Podríamos decir, también, con relativa seguridad, que el triunfo de Gabriel cierra el capítulo de la transición (otros dicen que empieza otra y que Boric debe ser una especie de Aylwin 2.1; no lo creo). Hablamos de ese largo espacio-tiempo que se pre-funda a finales de los 80 y que entra en estado de régimen con el primer gobierno de la Concertación. Con sus luces y sombras, hay que decir que la transición misma fue un artefacto hecho a la medida de transacciones y permutas pero que, no obstante, sacó a Pinochet, al menos, del poder central (en ningún caso su radio de influencia y la cuadratura irrestricta del ejército se evaporó, por el contrario). El asunto es que durante 30 años el poder se distribuyó naturalizando el binominalismo y ratificando el hecho de que la política solo se trataba de consensos. De esta manera, y frente a la incapacidad de la centro-izquierda y de la derecha por renovar generaciones políticas conscientes de y contra los abusos, lo que arremetió fue una generación de millenials bien educada, de estratos medios-altos y urbano-universitaria que traía consigo una voraz hambre de irrupción, de transformación. Y tuvimos a Camila Vallejo, Giorgio Jackson y Gabriel Boric –sólo por nombrar a los tres más reconocibles–, que paulatinamente dejaron el callejeo y, de a poco, en un notable arco de desradicalización, entraron en la institucionalidad. Uno de ellos hoy es Presidente de la República y, a pesar de que tuvo que vender su alma al diablo autofagocitándose toda su furiosa prédica anti-transicional, logró estar donde está y hacernos creer, otra vez, en que este país se reencontrará en un verdadero vínculo social donde el mercado y sus éxitos instantáneos no sean otra cosa que la expresión de un tejido o madeja cultural firme, densa, bien tejida y poderosamente solidaria.
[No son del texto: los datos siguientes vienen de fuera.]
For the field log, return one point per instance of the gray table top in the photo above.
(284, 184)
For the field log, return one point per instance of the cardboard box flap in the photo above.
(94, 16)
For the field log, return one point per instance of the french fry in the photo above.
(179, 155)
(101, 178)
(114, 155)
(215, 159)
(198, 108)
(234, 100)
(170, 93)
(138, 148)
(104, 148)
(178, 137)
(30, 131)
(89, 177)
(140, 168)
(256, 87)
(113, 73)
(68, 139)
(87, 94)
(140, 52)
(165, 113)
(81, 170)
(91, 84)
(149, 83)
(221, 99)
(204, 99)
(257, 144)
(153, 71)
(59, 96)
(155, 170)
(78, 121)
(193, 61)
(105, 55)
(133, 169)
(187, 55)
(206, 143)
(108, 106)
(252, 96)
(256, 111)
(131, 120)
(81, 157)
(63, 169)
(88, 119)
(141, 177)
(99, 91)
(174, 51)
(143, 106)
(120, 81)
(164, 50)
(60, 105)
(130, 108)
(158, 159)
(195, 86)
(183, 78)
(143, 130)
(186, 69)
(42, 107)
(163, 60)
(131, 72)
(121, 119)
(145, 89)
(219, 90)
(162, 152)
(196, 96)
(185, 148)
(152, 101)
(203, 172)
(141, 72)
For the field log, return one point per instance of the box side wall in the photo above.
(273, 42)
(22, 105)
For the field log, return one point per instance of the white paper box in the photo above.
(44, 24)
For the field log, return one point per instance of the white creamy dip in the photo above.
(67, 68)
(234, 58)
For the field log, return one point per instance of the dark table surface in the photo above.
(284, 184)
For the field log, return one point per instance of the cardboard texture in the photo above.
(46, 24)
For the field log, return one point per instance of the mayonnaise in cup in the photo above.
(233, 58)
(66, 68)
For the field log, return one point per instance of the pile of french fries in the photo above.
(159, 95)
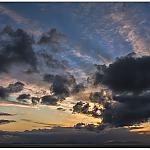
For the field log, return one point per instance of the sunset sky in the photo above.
(69, 51)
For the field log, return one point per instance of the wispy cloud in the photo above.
(34, 27)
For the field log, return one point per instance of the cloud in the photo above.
(3, 92)
(6, 121)
(128, 74)
(5, 114)
(49, 100)
(129, 79)
(54, 39)
(62, 85)
(129, 30)
(16, 47)
(33, 27)
(128, 110)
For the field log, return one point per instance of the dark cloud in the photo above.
(128, 74)
(128, 110)
(35, 100)
(23, 97)
(16, 47)
(16, 87)
(49, 100)
(85, 108)
(62, 85)
(78, 87)
(48, 78)
(6, 121)
(54, 39)
(3, 92)
(5, 114)
(49, 60)
(129, 79)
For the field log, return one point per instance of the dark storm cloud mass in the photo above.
(3, 92)
(62, 85)
(15, 47)
(54, 39)
(129, 77)
(5, 114)
(131, 110)
(49, 100)
(128, 74)
(6, 121)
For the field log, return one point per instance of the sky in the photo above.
(54, 55)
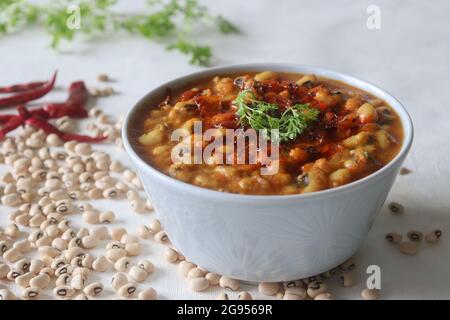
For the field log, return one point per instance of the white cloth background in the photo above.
(408, 56)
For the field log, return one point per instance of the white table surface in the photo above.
(408, 56)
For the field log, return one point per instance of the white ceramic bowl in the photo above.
(268, 238)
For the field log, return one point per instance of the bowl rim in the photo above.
(405, 119)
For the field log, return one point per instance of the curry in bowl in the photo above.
(327, 133)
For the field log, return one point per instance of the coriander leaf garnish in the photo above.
(261, 115)
(162, 21)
Hoy estamos de fiesta, la celebración es necesaria y los brindis justos. La emoción embarga, somos niños y niñas felices por este regalo de navidad que promete un nuevo Chile, uno en el que seamos parte y veamos surgir como aparece a la vida una nueva Constitución; una que sepulte a los fantasmas de Pinochet y Jaime Guzmán para siempre. Cómo no volver a ser párvulos/as frente a toda esta vertiginosa sucesión de acontecimientos que nos arrebatan el corazón, cómo no sonreír cuando el mundo entero nos saluda y felicita por esta fábula con rasgos de epopeya. El filósofo francés Marc Crépon me escribe en un sentido e-mail: “Me imagino la alegría de escapar de lo peor, mis pensamientos los acompañan, esperando retomar el hilo de nuestros proyectos comunes”.

Pero, cuidado, que el brindis dure lo que dure, que la fiesta no se transforme en farra porque lo que nos espera es una aventura de calibre grueso y no se resume en la revuelta intestina y visceral de lo que acabamos de vivir. En realidad, y lo escribo profundamente tocado por esta historia, Chile recién empieza.

Javier Agüero Águila
Director del Departamento de Filosofía de la Universidad Católica del Maule.